Autre priorité esquissée pour ce second mandat : la santé, qui avait déjà occupé une place non négligeable au cours des six dernières années, avec une croissance considérable de votre budget et des initiatives fortes comme la grande campagne de tests menée à l’échelle de la région. Allez-vous continuer à investir autant ?

Je crois qu’il faut tirer les leçons de cette crise et celle-ci a démontré que nous payons un vrai décrochage français. Nous sommes la seule puissance industrielle du Conseil de sécurité de l’ONU qui a été incapable de sortir son propre vaccin.
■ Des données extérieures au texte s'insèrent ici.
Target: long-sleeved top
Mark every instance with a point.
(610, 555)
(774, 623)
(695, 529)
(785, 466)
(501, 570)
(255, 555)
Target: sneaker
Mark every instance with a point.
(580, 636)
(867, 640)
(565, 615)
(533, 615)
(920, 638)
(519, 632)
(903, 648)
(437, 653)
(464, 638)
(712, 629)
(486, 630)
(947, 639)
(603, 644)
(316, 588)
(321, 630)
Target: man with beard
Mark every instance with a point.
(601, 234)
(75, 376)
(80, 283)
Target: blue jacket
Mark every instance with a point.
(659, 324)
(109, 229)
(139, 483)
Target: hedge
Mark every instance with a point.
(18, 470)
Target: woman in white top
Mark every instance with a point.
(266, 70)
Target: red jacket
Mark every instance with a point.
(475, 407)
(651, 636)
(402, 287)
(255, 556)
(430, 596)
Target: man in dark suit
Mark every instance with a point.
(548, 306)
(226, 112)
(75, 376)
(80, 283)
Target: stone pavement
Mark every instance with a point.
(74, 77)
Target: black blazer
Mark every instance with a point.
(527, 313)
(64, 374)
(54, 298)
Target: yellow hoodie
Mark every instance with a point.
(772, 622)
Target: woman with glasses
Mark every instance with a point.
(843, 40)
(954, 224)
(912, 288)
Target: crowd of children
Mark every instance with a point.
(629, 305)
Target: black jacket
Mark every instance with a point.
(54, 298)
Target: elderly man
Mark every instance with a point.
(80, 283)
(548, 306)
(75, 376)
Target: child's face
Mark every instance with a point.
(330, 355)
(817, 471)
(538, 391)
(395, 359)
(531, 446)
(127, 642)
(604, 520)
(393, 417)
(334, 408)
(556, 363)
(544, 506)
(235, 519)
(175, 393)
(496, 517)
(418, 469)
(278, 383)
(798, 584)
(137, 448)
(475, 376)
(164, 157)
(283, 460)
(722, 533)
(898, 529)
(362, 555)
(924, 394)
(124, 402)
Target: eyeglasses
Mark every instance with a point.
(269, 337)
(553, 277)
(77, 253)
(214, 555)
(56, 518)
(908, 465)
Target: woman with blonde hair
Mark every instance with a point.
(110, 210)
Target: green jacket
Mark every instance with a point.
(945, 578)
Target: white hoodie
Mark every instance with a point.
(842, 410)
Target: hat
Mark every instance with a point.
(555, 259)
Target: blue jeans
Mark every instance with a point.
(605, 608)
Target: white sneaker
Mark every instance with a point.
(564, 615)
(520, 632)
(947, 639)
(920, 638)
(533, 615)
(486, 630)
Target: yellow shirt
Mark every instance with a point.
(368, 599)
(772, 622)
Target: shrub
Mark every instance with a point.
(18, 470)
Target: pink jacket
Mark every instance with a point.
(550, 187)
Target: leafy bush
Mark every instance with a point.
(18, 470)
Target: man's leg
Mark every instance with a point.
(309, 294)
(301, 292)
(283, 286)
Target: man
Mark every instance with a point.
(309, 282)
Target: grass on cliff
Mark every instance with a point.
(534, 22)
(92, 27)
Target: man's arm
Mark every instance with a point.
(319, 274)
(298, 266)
Je pense que l’on a vraiment intérêt à ne pas se raconter d’histoires, il vaut mieux que l’on en tire les leçons.

D’abord, il nous a manqué des industries qui étaient capables de fabriquer en France. C’est pour cela qu’il faut défendre le made in France dans le domaine de la pharma. Mais il n’y a rien, l’irrémédiable.

Pour réussir le pari de la relocalisation, il faudra nous appuyer sur notre écosystème. Car on a la chance d’avoir avec nous des leaders et des entreprises comme l’Institut Mérieux, ou le façonnier du secteur pharmaceutique Fareva, qui a même racheté des sites qui auraient pu devenir des friches industrielles.

Deuxième ambition : inciter nos laboratoires de recherche ainsi que notre écosystème d’entrepreneurs à travailler ensemble et enfin, former et travailler, comme nous sommes en train de le faire avec Alain Mérieux, à la possibilité de mettre en place une école de formation sur des compétences recherchées, comme les techniciens de laboratoires.

On assiste également depuis quelques jours à la fin du « quoi qu’il en coûte » tel qu’on l’a connu jusqu’ici, suite aux annonces du ministre de l’Économie, Bruno Le Maire. Quelle sera votre politique de soutien aux entreprises au sens large, craignez-vous de devoir abonder ou réorienter votre aide envers certains secteurs clés au sein du tissu régional, comme l’événementiel ou la montagne ?

Je me suis toujours méfié dès le début du « quoi qu’il en coûte ». Car à l’arrivée, le danger est que ce soient les entreprises qui payent. Dans notre région, nous n’avons pas suivi ce chemin : nous avons suivi l’approche allemande. Chaque euro que l’on a mis, on a veillé à ce qu’il ne soit pas gaspillé, à ce qu’il aide ceux qui en avaient besoin.

Cela donne aujourd’hui à notre région une grosse force de frappe pour accompagner des projets économiques et industriels, là où d’autres territoires sont plus courts financièrement.

On a anticipé les choses pour être capables de mettre de l’argent sur la table comme avec la montagne, où l’on va investir fortement pour accompagner nos stations de ski. Et voilà. Je n’ai jamais cru à la stratégie défensive, mais pour faire de l’offensive, il faut avoir les moyens.